Search code examples
data-oriented-design

What is data oriented design?


I was reading this article, and this guy goes on talking about how everyone can greatly benefit from mixing in data oriented design with OOP. He doesn't show any code samples, however.

I googled this and couldn't find any real information as to what this is, let alone any code samples. Is anyone familiar with this term and can provide an example? Is this maybe a different word for something else?


Solution

  • First of all, don't confuse this with data-driven design.

    My understanding of Data-Oriented Design (DOD) is that it is about organizing your data for efficient processing. Especially with respect to cache misses etc. Data-Driven Design on the other hand is about letting data control a lot of the behavior of your program (described very well by Andrew Keith's answer).

    Say you have ball objects in your application with properties such as color, radius, bounciness, position, etc.

    Object Oriented Approach

    In OOP you would describe balls like this:

    class Ball {
        Point  position;
        Color  color;
        double radius;
    
        void draw();
    };
    

    And then you would create a collection of balls like this:

    vector<Ball> balls;
    

    Data-Oriented Approach

    In Data Oriented Design, however, you are more likely to write the code like this:

    class Balls {
        vector<Point>  position;
        vector<Color>  color;
        vector<double> radius;
    
        void draw();
    };
    

    As you can see there is no single unit representing one Ball anymore. Ball objects only exist implicitly.

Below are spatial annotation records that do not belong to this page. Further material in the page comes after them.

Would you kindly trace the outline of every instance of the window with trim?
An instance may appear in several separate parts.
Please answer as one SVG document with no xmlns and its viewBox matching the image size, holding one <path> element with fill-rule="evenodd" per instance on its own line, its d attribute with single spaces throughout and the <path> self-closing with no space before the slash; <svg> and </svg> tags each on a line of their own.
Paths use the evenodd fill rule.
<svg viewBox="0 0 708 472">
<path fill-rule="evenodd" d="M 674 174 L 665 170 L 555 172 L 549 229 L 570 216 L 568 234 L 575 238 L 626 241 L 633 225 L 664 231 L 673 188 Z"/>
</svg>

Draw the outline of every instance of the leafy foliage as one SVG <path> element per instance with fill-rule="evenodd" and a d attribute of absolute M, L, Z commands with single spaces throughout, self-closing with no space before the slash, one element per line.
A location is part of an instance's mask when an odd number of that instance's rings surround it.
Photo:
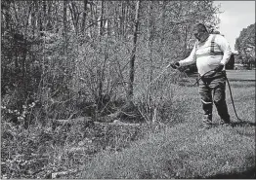
<path fill-rule="evenodd" d="M 238 62 L 255 64 L 255 23 L 243 28 L 235 40 L 235 50 L 238 51 Z"/>

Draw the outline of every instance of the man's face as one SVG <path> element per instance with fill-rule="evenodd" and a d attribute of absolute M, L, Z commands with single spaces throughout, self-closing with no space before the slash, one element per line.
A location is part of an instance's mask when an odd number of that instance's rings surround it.
<path fill-rule="evenodd" d="M 207 32 L 200 31 L 198 29 L 194 29 L 193 30 L 193 35 L 199 42 L 203 42 L 208 37 L 208 33 Z"/>

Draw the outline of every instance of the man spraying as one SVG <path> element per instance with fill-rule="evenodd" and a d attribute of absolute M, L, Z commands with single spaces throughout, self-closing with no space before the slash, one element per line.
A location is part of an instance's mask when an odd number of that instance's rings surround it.
<path fill-rule="evenodd" d="M 221 117 L 221 124 L 230 124 L 230 115 L 226 103 L 225 65 L 232 54 L 231 47 L 222 35 L 209 34 L 202 23 L 194 26 L 193 34 L 197 41 L 190 56 L 170 65 L 176 69 L 196 62 L 198 73 L 201 76 L 199 94 L 204 111 L 203 126 L 206 128 L 212 126 L 213 102 Z"/>

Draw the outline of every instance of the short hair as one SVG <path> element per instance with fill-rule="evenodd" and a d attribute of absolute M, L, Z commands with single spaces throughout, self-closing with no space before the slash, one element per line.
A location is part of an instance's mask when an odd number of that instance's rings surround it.
<path fill-rule="evenodd" d="M 202 23 L 197 23 L 197 24 L 193 27 L 193 29 L 198 30 L 199 32 L 208 32 L 206 26 L 205 26 L 204 24 L 202 24 Z"/>

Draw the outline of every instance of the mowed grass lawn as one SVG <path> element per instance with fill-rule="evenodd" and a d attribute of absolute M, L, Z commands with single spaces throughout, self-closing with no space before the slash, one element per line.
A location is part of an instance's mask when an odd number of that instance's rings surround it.
<path fill-rule="evenodd" d="M 235 119 L 227 86 L 232 126 L 219 126 L 214 108 L 210 129 L 201 128 L 197 87 L 175 87 L 179 116 L 158 133 L 135 141 L 122 152 L 102 152 L 85 162 L 81 178 L 255 178 L 255 82 L 231 81 Z"/>

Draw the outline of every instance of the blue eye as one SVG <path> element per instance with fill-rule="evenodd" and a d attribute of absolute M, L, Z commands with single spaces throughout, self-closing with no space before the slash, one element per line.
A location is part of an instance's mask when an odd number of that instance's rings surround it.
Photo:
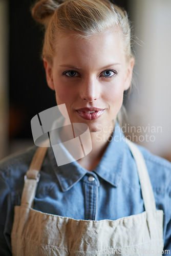
<path fill-rule="evenodd" d="M 65 72 L 63 72 L 63 74 L 69 77 L 78 76 L 77 72 L 74 71 L 74 70 L 69 70 L 68 71 L 65 71 Z"/>
<path fill-rule="evenodd" d="M 101 74 L 103 77 L 113 77 L 117 74 L 117 72 L 115 70 L 104 70 Z"/>

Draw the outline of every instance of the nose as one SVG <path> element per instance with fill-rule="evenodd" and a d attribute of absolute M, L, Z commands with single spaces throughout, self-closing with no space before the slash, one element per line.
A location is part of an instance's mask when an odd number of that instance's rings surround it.
<path fill-rule="evenodd" d="M 95 78 L 85 78 L 80 88 L 80 96 L 83 100 L 91 102 L 99 98 L 100 91 L 100 84 Z"/>

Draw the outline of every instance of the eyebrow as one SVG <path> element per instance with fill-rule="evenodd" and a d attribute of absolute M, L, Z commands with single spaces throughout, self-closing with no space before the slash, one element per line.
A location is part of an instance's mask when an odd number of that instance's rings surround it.
<path fill-rule="evenodd" d="M 102 67 L 102 68 L 100 68 L 100 69 L 106 69 L 107 68 L 109 68 L 109 67 L 111 67 L 112 66 L 115 66 L 115 65 L 120 65 L 120 63 L 112 63 L 112 64 L 110 64 L 109 65 L 105 66 L 104 67 Z M 71 69 L 77 69 L 78 70 L 80 70 L 80 68 L 78 68 L 77 67 L 74 67 L 72 65 L 70 65 L 70 64 L 63 64 L 63 65 L 59 65 L 59 67 L 67 67 Z"/>

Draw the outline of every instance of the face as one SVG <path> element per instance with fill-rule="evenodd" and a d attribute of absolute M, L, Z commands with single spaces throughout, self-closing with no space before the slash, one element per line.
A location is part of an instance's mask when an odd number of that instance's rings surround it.
<path fill-rule="evenodd" d="M 62 35 L 50 65 L 44 60 L 48 84 L 58 105 L 65 103 L 72 123 L 89 125 L 91 132 L 113 125 L 129 89 L 134 59 L 127 62 L 115 31 L 89 39 Z"/>

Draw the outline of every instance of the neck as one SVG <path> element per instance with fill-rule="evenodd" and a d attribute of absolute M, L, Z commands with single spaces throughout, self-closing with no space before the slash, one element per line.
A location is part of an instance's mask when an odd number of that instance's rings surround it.
<path fill-rule="evenodd" d="M 84 157 L 77 160 L 77 162 L 86 169 L 93 170 L 99 164 L 106 147 L 112 139 L 112 135 L 114 128 L 114 123 L 105 131 L 102 130 L 100 132 L 91 133 L 92 143 L 92 150 L 90 153 Z M 111 129 L 113 127 L 113 129 Z"/>
<path fill-rule="evenodd" d="M 105 130 L 96 132 L 90 133 L 92 150 L 85 157 L 77 160 L 78 163 L 89 170 L 93 170 L 99 163 L 106 148 L 112 138 L 112 135 L 115 127 L 115 122 Z M 60 134 L 62 141 L 66 141 L 74 138 L 73 134 L 71 132 L 71 126 L 63 126 Z M 72 134 L 72 135 L 71 135 Z"/>

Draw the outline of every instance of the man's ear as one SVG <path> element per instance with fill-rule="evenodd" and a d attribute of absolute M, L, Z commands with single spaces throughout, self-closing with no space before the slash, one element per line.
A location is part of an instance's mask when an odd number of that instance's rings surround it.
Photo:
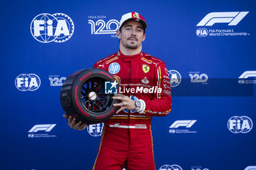
<path fill-rule="evenodd" d="M 121 39 L 121 31 L 119 30 L 116 31 L 116 36 L 118 39 Z"/>

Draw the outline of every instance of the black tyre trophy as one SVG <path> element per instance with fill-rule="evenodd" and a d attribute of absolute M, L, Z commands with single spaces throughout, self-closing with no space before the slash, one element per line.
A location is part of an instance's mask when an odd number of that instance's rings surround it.
<path fill-rule="evenodd" d="M 88 125 L 109 119 L 118 110 L 113 104 L 118 101 L 112 98 L 113 94 L 105 93 L 105 82 L 115 80 L 110 73 L 99 69 L 82 69 L 72 74 L 61 90 L 63 109 L 78 122 Z"/>

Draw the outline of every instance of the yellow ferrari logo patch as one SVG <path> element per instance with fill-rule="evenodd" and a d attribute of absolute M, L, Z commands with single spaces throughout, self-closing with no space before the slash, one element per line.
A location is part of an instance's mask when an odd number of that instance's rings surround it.
<path fill-rule="evenodd" d="M 146 64 L 143 64 L 143 65 L 142 66 L 142 69 L 143 70 L 143 72 L 144 72 L 145 73 L 148 72 L 149 72 L 149 69 L 150 69 L 150 67 L 149 67 L 148 66 L 146 65 Z"/>

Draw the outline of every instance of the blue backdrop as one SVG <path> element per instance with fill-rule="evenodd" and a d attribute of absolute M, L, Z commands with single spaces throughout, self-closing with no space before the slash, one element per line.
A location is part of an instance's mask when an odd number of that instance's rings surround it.
<path fill-rule="evenodd" d="M 133 11 L 148 24 L 143 51 L 172 78 L 173 109 L 152 120 L 156 169 L 256 169 L 256 3 L 247 0 L 2 2 L 0 169 L 92 169 L 102 124 L 68 127 L 61 85 L 118 51 L 118 22 Z"/>

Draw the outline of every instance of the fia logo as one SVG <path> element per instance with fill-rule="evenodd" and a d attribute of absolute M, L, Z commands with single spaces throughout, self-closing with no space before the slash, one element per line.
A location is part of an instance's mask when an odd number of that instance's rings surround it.
<path fill-rule="evenodd" d="M 119 22 L 112 19 L 107 22 L 103 20 L 98 20 L 96 23 L 92 20 L 89 20 L 88 23 L 91 25 L 91 34 L 116 34 L 118 29 Z M 113 26 L 110 26 L 113 25 Z"/>
<path fill-rule="evenodd" d="M 252 120 L 247 116 L 233 116 L 227 121 L 227 128 L 233 134 L 248 133 L 252 126 Z"/>
<path fill-rule="evenodd" d="M 72 19 L 62 13 L 39 14 L 30 25 L 33 37 L 42 43 L 66 42 L 73 34 L 74 29 Z"/>
<path fill-rule="evenodd" d="M 208 31 L 207 29 L 203 28 L 198 28 L 197 31 L 195 31 L 195 34 L 198 36 L 208 36 Z"/>
<path fill-rule="evenodd" d="M 99 136 L 102 136 L 103 127 L 103 123 L 89 125 L 87 126 L 87 131 L 91 136 L 94 137 Z"/>
<path fill-rule="evenodd" d="M 115 80 L 114 82 L 105 82 L 105 93 L 106 94 L 117 94 L 117 88 L 118 83 Z"/>
<path fill-rule="evenodd" d="M 170 87 L 175 88 L 178 86 L 181 82 L 181 75 L 176 70 L 169 70 L 168 75 L 170 80 Z"/>
<path fill-rule="evenodd" d="M 182 170 L 182 168 L 178 165 L 164 165 L 159 168 L 159 170 Z"/>
<path fill-rule="evenodd" d="M 21 74 L 15 79 L 15 86 L 20 91 L 34 91 L 41 85 L 40 78 L 35 74 Z"/>

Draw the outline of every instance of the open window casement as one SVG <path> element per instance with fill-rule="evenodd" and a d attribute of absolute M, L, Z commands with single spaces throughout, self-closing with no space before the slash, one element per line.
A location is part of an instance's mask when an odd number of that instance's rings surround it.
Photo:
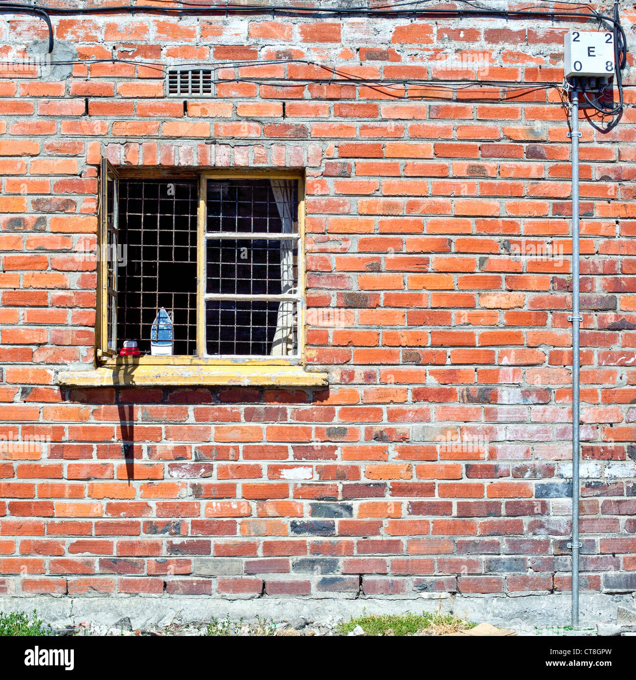
<path fill-rule="evenodd" d="M 97 355 L 99 359 L 117 355 L 117 252 L 119 175 L 102 158 L 99 176 L 99 238 L 97 265 L 101 309 L 97 318 Z M 101 313 L 100 313 L 101 312 Z"/>

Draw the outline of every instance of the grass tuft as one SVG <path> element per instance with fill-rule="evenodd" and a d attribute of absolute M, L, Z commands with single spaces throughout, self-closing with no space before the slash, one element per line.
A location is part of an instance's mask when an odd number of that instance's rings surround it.
<path fill-rule="evenodd" d="M 365 635 L 414 635 L 425 633 L 429 635 L 445 635 L 448 633 L 467 630 L 475 624 L 456 614 L 441 614 L 439 612 L 423 612 L 421 615 L 368 614 L 352 618 L 341 624 L 337 632 L 347 635 L 359 626 Z"/>
<path fill-rule="evenodd" d="M 230 619 L 230 615 L 228 614 L 224 619 L 212 619 L 205 630 L 205 634 L 214 636 L 269 636 L 275 634 L 276 624 L 273 622 L 261 619 L 260 616 L 256 617 L 256 621 L 255 624 L 245 624 L 241 617 L 238 622 L 235 622 Z"/>
<path fill-rule="evenodd" d="M 44 623 L 37 617 L 35 609 L 30 621 L 23 611 L 11 611 L 7 614 L 0 612 L 0 636 L 50 634 L 50 631 L 44 627 Z"/>

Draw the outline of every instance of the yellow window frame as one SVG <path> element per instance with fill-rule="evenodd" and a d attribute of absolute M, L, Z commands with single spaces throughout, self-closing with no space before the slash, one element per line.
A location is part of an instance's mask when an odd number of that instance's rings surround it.
<path fill-rule="evenodd" d="M 229 169 L 193 171 L 180 169 L 114 168 L 105 159 L 100 176 L 100 219 L 98 248 L 107 243 L 107 182 L 119 178 L 198 178 L 197 219 L 197 356 L 120 356 L 108 347 L 107 262 L 101 257 L 97 268 L 97 299 L 95 324 L 95 367 L 91 371 L 72 370 L 58 373 L 56 381 L 71 389 L 91 387 L 164 387 L 235 386 L 273 388 L 324 387 L 328 374 L 318 368 L 306 367 L 307 324 L 306 265 L 305 243 L 305 190 L 303 169 Z M 298 353 L 284 357 L 214 358 L 203 356 L 205 320 L 205 254 L 207 182 L 210 179 L 296 179 L 298 180 Z M 114 185 L 115 186 L 115 185 Z M 116 186 L 115 186 L 116 188 Z M 101 250 L 100 250 L 100 253 Z M 115 286 L 116 295 L 116 286 Z M 113 296 L 111 294 L 111 299 Z M 115 301 L 116 311 L 116 299 Z M 116 347 L 114 348 L 116 350 Z"/>
<path fill-rule="evenodd" d="M 110 164 L 108 164 L 110 166 Z M 112 167 L 112 166 L 110 166 Z M 104 169 L 105 168 L 105 169 Z M 111 172 L 108 167 L 103 165 L 102 175 L 106 175 Z M 136 169 L 134 171 L 129 171 L 127 169 L 121 169 L 117 175 L 119 177 L 134 177 L 135 179 L 145 179 L 158 177 L 163 179 L 182 178 L 199 178 L 199 208 L 197 211 L 197 356 L 119 356 L 113 355 L 108 352 L 106 342 L 106 333 L 107 333 L 108 325 L 108 295 L 109 291 L 106 287 L 107 282 L 105 279 L 105 271 L 107 262 L 101 262 L 101 270 L 102 275 L 100 277 L 99 290 L 98 290 L 99 302 L 97 309 L 100 310 L 100 324 L 101 332 L 96 334 L 96 338 L 99 338 L 99 344 L 96 347 L 96 356 L 101 359 L 100 364 L 106 367 L 120 367 L 120 366 L 298 366 L 305 364 L 305 345 L 306 338 L 306 297 L 305 297 L 305 279 L 306 267 L 305 262 L 305 174 L 303 171 L 297 170 L 281 171 L 256 169 L 246 171 L 243 170 L 228 170 L 227 169 L 218 171 L 205 171 L 201 173 L 193 173 L 191 171 L 187 173 L 180 174 L 178 172 L 169 171 L 154 171 L 139 172 Z M 284 357 L 263 357 L 263 358 L 215 358 L 214 356 L 205 356 L 204 347 L 205 339 L 205 224 L 207 220 L 206 210 L 206 196 L 207 183 L 208 180 L 226 180 L 226 179 L 295 179 L 298 181 L 298 288 L 300 291 L 300 300 L 299 301 L 298 313 L 299 315 L 299 333 L 298 333 L 298 356 L 292 358 L 285 358 Z M 101 222 L 105 224 L 105 220 L 101 219 Z M 105 232 L 103 226 L 101 229 L 101 237 L 103 238 Z M 98 248 L 101 248 L 101 243 Z M 112 297 L 111 299 L 113 299 Z M 116 304 L 116 299 L 115 299 Z"/>

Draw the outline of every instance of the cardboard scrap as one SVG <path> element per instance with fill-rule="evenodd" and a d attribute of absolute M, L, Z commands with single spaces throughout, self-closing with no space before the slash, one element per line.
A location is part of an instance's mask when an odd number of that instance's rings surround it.
<path fill-rule="evenodd" d="M 469 630 L 461 630 L 458 633 L 448 633 L 444 637 L 455 636 L 459 637 L 473 637 L 480 636 L 504 636 L 507 635 L 516 635 L 516 631 L 508 630 L 507 628 L 497 628 L 490 624 L 478 624 L 474 628 Z"/>

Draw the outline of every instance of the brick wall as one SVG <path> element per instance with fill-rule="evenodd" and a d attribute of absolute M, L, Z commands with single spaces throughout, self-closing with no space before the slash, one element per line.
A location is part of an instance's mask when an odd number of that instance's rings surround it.
<path fill-rule="evenodd" d="M 622 20 L 631 44 L 633 3 Z M 570 142 L 558 89 L 535 84 L 561 83 L 572 24 L 53 20 L 54 58 L 78 63 L 0 80 L 3 592 L 567 592 Z M 4 54 L 46 35 L 0 21 Z M 91 62 L 112 56 L 129 61 Z M 215 96 L 165 98 L 156 65 L 195 60 L 228 66 Z M 232 80 L 244 60 L 264 80 Z M 476 75 L 510 87 L 458 84 Z M 632 82 L 613 131 L 582 116 L 587 592 L 636 590 Z M 78 251 L 103 154 L 306 168 L 306 355 L 328 389 L 55 386 L 93 365 L 95 264 Z M 12 445 L 31 437 L 41 449 Z"/>

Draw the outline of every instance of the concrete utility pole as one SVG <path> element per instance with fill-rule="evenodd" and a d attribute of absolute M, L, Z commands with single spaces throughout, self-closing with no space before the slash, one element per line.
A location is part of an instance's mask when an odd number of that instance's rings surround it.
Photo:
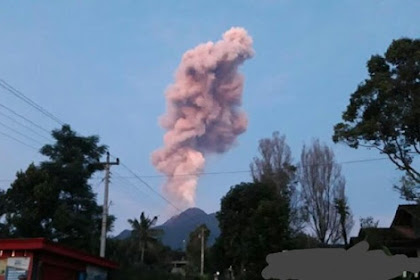
<path fill-rule="evenodd" d="M 204 227 L 201 228 L 201 269 L 200 274 L 201 276 L 204 275 Z"/>
<path fill-rule="evenodd" d="M 105 192 L 104 192 L 104 205 L 102 211 L 102 230 L 101 230 L 101 251 L 99 255 L 105 257 L 105 245 L 106 245 L 106 222 L 108 218 L 108 190 L 109 190 L 109 169 L 111 165 L 120 164 L 120 159 L 117 158 L 116 162 L 109 161 L 109 152 L 106 153 L 106 162 L 101 164 L 105 165 Z"/>

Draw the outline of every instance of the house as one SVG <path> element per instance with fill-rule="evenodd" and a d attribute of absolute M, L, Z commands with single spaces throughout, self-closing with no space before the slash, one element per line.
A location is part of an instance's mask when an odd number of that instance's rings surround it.
<path fill-rule="evenodd" d="M 108 280 L 117 267 L 44 238 L 0 239 L 0 280 Z"/>
<path fill-rule="evenodd" d="M 420 205 L 399 205 L 389 228 L 361 228 L 350 246 L 366 240 L 370 249 L 388 248 L 392 254 L 420 257 Z"/>
<path fill-rule="evenodd" d="M 171 273 L 181 274 L 185 276 L 186 274 L 185 267 L 188 265 L 188 261 L 185 261 L 185 260 L 173 261 L 171 262 L 171 264 L 172 264 Z"/>

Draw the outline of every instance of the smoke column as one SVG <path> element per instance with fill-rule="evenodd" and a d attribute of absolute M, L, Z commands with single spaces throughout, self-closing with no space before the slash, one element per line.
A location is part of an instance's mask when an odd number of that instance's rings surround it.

    This can have many advantages, performance-wise. Usually, we want to do operations on many balls at the same time. The hardware usually wants large contiguous chunks of memory to operate efficiently.

    Secondly, you might do operations that affect only part of the properties of a ball. For E.g. if you combine the colors of all the balls in various ways, then you want your cache to only contain color information (which DOD allows). However, when all ball properties are stored in one unit (like OOP) you will pull in all the other properties of a ball as well. Even though you don't need them.

    Cache Usage Example

    Say each ball takes up 64 bytes and a Point takes 4 bytes. A cache slot takes, say, 64 bytes as well. If I want to update the position of 10 balls, then:

    • In OOP, I have to pull in 10 x 64 = 640 bytes of memory into cache and get 10 cache misses.
    • In DOD however, I can pull the positions of the balls as separately (without pulling unit's other properties), that will only take 10 x 4 = 40 bytes. That fits in one cache fetch. Thus we only get 1 cache miss to update all the 10 balls.

    These numbers are arbitrary - I assume a cache block is bigger.

    But it illustrates how memory layout can have a severe effect on cache hits and thus performance. This will only increase in importance as the difference between CPU and RAM speed widens.

    How to layout the memory

    In my ball example, I simplified the issue a lot, because usually for any normal app you will likely access multiple variables together. E.g. position and radius will probably be used together frequently. Then your DOD structure should be:

    class Body {
        Point  position;
        double radius;
    };
    
    class Balls {
        vector<Body>  bodies;
        vector<Color>  color;
    
        void draw();
    };
    

    The reason you should do this is that if data used together are placed in separate arrays, there is a risk that they will compete for the same slots in the cache. Thus loading one will throw out the other.

    So compared to Object-Oriented programming, the classes you end up making are not related to the entities in your mental model of the problem. Since data is lumped together based on data usage, you won't always have sensible names to give your classes in Data-Oriented Design.

    Relation to relational databases

    The thinking behind Data-Oriented Design is very similar to how you think about relational databases. Optimizing a relational database can also involve using the cache more efficiently, although in this case, the cache is not CPU cache but pages in memory.

    • A good database designer will also likely split out infrequently accessed data into a separate table rather than creating a table with a huge number of columns where only a few of the columns are ever used.
    • Or, he might also choose to denormalize some of the tables (maybe into a single table), so that data don't have to be accessed from multiple locations on disk.

    Just like with Data-Oriented Design these choices are made by looking at what the data access patterns are and where the performance bottleneck is.